The feast also included a pheasant and guinea fowl pastry, quail in caramel sauce, cow udder, fried locusts and shiluah haken soup. The soup commemorated the mitzva of sending away the mother bird, because it featured a fleishig egg that was extracted from a slaughtered hen inside a noodle nest in sparrow, dove and pigeon broth.

“The amount of work that goes into such a meal is incomprehensible,” Greenspan said. “I’m a fulltime dentist, but this was also a full-time job. Normally you go to a restaurant, and the chef makes what you order. We had to find all the animals and provide everything for the restaurant.”

The food also had to meet the highest kosher standards. To that end, Greenspan and Zivotofsky received assistance from Rabbi Shlomo Machfud, a respected and very busy Yemenite haredi arbiter, who is in charge of all Tnuva slaughtering.

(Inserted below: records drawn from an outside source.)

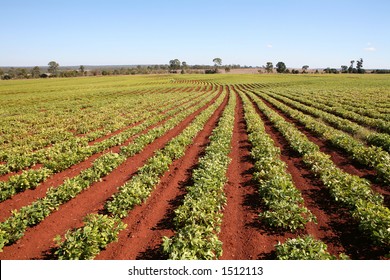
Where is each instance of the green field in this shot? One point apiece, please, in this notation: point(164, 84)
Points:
point(316, 143)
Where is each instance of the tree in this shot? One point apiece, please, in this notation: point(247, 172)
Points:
point(53, 68)
point(359, 66)
point(174, 64)
point(35, 72)
point(269, 67)
point(281, 67)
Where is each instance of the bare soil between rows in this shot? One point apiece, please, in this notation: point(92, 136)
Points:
point(335, 226)
point(38, 241)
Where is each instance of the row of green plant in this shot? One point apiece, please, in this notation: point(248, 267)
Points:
point(197, 221)
point(372, 156)
point(305, 248)
point(285, 204)
point(376, 123)
point(83, 243)
point(79, 145)
point(365, 205)
point(349, 102)
point(370, 137)
point(73, 152)
point(14, 227)
point(57, 120)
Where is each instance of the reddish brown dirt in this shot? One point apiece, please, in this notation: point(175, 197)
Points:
point(24, 198)
point(339, 157)
point(335, 225)
point(241, 232)
point(37, 243)
point(149, 222)
point(100, 139)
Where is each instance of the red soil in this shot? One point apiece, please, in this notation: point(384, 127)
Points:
point(21, 199)
point(241, 232)
point(38, 241)
point(335, 225)
point(339, 157)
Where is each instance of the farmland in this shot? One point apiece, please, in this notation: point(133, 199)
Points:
point(195, 167)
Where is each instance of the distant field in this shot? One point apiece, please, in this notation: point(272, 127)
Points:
point(195, 167)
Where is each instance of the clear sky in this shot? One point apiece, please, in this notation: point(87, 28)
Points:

When asked whether it was a problem to mix traditions of Yemenite, Ashkenazi and Sephardi Jews, Greenspan noted that the top work of Jewish law, the Shulhan Aruch, says that if one community does not have the tradition on one bird, it can rely on the tradition of another.

“It’s not a custom like kitniyot,” Greenspan said, referring to legumes that Sephardim eat on Pessah while most Ashkenazi rabbis forbid them. “It’s a function of testimony.”

YET THERE ARE still controversies regarding Zivotofsky and Greenspan’s efforts, with the most emotional issue being the swordfish.

For at least 350 years, the swordfish was treated as kosher and eaten by Jews in Mediterranean countries and later the US.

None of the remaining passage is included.